Death Immortal
Everyone here is born with a birth tattoo on their wrist foretelling how they will die, but mine just read “Immortality”. This puzzled everyone. In school, some children considered me superhuman, while others thought of me as a freak. Some were even scared, fearing I’d bring about the end of our species. I didn’t know what to believe. Death and Immortality could not be anymore withdrawn from each other, so where did I fit in this paradox?
The fear of loss held me back in forming external relationships, and the one person I had feelings for died in a car crash when we were still in our twenties. I eventually lived through the deaths of not just my parents, but also of my older and younger siblings, their children, and even their children. The only respite I had was my studies. It was the only thing I could bury myself in. I learned every language, all types of art, and every field of science.

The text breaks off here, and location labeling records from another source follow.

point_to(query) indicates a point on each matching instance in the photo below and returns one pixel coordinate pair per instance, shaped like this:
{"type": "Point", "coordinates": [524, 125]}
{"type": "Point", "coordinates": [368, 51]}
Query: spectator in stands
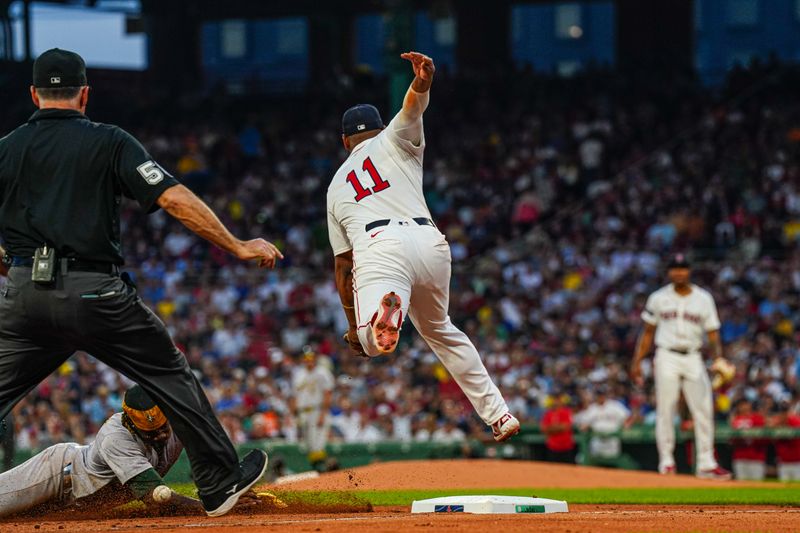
{"type": "Point", "coordinates": [787, 451]}
{"type": "Point", "coordinates": [557, 426]}
{"type": "Point", "coordinates": [749, 454]}
{"type": "Point", "coordinates": [604, 417]}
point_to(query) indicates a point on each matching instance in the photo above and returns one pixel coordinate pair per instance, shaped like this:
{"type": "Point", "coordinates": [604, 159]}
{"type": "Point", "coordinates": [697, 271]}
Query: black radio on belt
{"type": "Point", "coordinates": [44, 265]}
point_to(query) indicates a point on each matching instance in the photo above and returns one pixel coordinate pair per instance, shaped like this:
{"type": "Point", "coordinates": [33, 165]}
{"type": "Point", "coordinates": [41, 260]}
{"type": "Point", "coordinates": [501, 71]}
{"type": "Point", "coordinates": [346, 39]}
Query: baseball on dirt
{"type": "Point", "coordinates": [162, 493]}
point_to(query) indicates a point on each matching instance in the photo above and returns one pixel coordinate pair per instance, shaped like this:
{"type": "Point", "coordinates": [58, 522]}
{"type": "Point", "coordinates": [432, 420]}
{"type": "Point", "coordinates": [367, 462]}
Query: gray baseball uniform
{"type": "Point", "coordinates": [114, 454]}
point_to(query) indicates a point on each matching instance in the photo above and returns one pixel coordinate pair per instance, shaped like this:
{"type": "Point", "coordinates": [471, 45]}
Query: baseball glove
{"type": "Point", "coordinates": [724, 371]}
{"type": "Point", "coordinates": [351, 338]}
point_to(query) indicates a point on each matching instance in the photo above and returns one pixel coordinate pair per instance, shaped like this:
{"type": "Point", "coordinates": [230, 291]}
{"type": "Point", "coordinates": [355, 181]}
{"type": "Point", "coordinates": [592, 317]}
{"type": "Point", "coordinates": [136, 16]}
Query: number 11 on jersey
{"type": "Point", "coordinates": [378, 183]}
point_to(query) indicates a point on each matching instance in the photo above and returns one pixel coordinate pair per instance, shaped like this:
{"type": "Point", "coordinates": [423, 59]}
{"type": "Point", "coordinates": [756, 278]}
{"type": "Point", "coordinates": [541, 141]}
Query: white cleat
{"type": "Point", "coordinates": [505, 428]}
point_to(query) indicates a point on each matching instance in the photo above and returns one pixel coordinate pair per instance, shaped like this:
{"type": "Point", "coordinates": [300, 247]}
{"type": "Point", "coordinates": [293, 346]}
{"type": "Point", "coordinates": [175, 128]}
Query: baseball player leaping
{"type": "Point", "coordinates": [679, 315]}
{"type": "Point", "coordinates": [391, 260]}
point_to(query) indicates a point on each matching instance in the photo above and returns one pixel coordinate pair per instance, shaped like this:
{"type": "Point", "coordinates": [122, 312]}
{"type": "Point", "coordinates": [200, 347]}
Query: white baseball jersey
{"type": "Point", "coordinates": [381, 179]}
{"type": "Point", "coordinates": [681, 324]}
{"type": "Point", "coordinates": [681, 321]}
{"type": "Point", "coordinates": [310, 386]}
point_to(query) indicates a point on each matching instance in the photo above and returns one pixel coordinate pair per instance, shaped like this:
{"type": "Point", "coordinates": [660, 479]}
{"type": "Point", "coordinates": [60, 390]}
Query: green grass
{"type": "Point", "coordinates": [770, 494]}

Three and a half centuries into my life, however, a strange phenomenon began to occur: a significant number of people were beginning to be born without any birth tattoo. I was perplexed. Did it mean they were immortal, just like me? But why did I have a tattoo that said it in the first place? While this was a confusing sign, it was also around that point that many people started being born with tattoos saying they’d die of disease. Half a century later, we were in the midst of a pandemic.
Struggling to find a cure for the disease at the time, I experimented on my own genes to find a cure. This not only led me to what I was looking for, but much more—immortality was something everyone could achieve.
I was scared and relieved at the same time. Having lived for so long, I was the only one who knew how immortality corroded the very essence of living. Decades would pass before cycles repeated and centuries decayed as everyone ran in circles… It was all too exhausting. I wondered whether immortality would at least help others see things as I did in the long run. The only roadblock ahead was overpopulation.
I soon revealed my breakthroughs to the public. The pandemic came to a halt within six months, and afterwards, as I expected, many were excited about gaining immortality. The “Everpill”, as they called it, was ready within a year. The majority of the world took it without hesitation.
Hearing praise for this historic milestone, I began to wonder whether there was more I could do. So I began private experiments on my own in an effort to bring back the love I never pursued. However, conducting these experiments in secret, I did not have the same freedom as I did with other projects. As such, the likelihood of a small mistake resulting in a disaster was high. But it was worth the risk; I needed to explore what more I was capable of.
My experiments seemed to be a success at first, but it soon proved to be a horrific mistake. What returned from the dead was not the person I wanted—it was a being void of a conscience that syphoned the life of everything in its wake. His icy hands wrapped around my throat, draining my immortal life with each passing second. The world around me blurred into a dark haze as I felt my consciousness slip into nothingness.